At the NATO summit in Riga in November 2006, a little-noticed transatlantic revolution of sorts finally occurred when the Atlantic Alliance acknowledged that it would have to “go global” in order to remain relevant. Divided, America and Europe will fall; united, they can retain the lead. But all manners of “going global” are not equal, and the coming globalization of NATO is as much full of promises as it is fraught with perils. [...]
History on the move again
Two hundred years ago, Napoleon Bonaparte, who knew a thing or two about epochal change, remarked: “When China awakens, the world will tremble.” China is awakening, all right, and promoting worldwide authoritarianism all the more successfully that the spectacle of Western democracies lately has not been exactly edifying. If the Chinese promotion of “Asian values” has a global, rather than regional, historical significance, it is because Confucius today speaks with a very strong German accent: that of Carl Schmitt. While Western pundits were enrolling Kojève for their musing on the “end of history,” the Chinese were translating nine books by Schmitt to philosophically buttress their return in history. The future of liberal authoritarianism has never looked brighter.39
The return of China alone would be enough to make the West “live in interesting times.” To make things even more interesting, Islam too is back, this time in the form of a totalitarianism which manages to combine an ideological comprehensiveness (Salafism) unseen since Communism and an existential nihilism (jihadism) worthy of Nazism. A generation ago, the post-Vatican II Catholic world finally espoused the 20th century, and the Church went on to play a critical role in the collapse of communism; meanwhile, under the increasing influence of Wahhabism, the Muslim world was going in the opposite direction, and this great leap backward brought them back to the 14th century.40 If the Saudi caliphate does not soon undertake its own Vatican II, chances are the Muslim world will never make it back to the 21st century.
It is time for the Transatlantic chattering class to realize that there is a time for problematizing, and a time for strategizing—and that its first order of business should be to stop mistaking a simple transatlantic time lag for a metaphysical problem.
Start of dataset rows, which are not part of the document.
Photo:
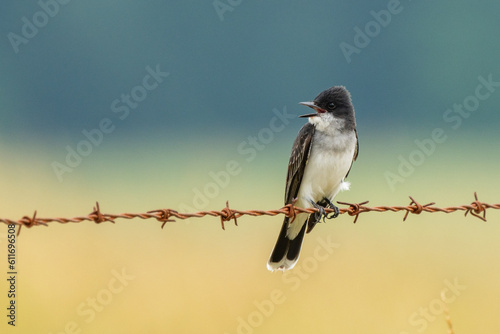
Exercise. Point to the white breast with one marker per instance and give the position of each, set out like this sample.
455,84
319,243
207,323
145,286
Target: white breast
329,161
In the wake of 9/11, there was an extreme disconnect between an America that had just experienced its first continental aggression since the “second war of independence” (the war of 1812) and a Europe convinced that the then-imminent opening of the Brussels constitutional convention was, if not the beginning of universal peace, at least the world’s most important event since the Philadelphia Convention of 1787.
Hence the temptation in certain quarters to reify this temporary disconnect into a Mars/Venus gap. But the most cursory examination of twentieth-century history shows that transatlantic time lags have always been the rule rather than the exception. The First World War began in 1914, the U.S. only joined in 1917. The Second World War began in 1939, the U.S. only joined in 1942. The Cold War began in 1947, and it took Europe a full two years to give up the temptation of neutrality and side with the U.S. Since the Long War is of an asymmetric kind, it is no surprise if it took longer than usual for America and Europe to synchronize their chronopolitical watches.
There are still too many talking heads today whining about the fact that Americans are still too much from Mars, Europeans too much from Venus. You still have a metaphysical problem with that? Get over it. As Javier Solana reminded us in his inimitable way, Mars himself was from Mars, Venus was from Venus, and that sure did not prevent those two from getting down to business: “I seem to recall that it was only in the arms of Venus that Mars found peace. And was their beautiful daughter not the goddess Harmonia?”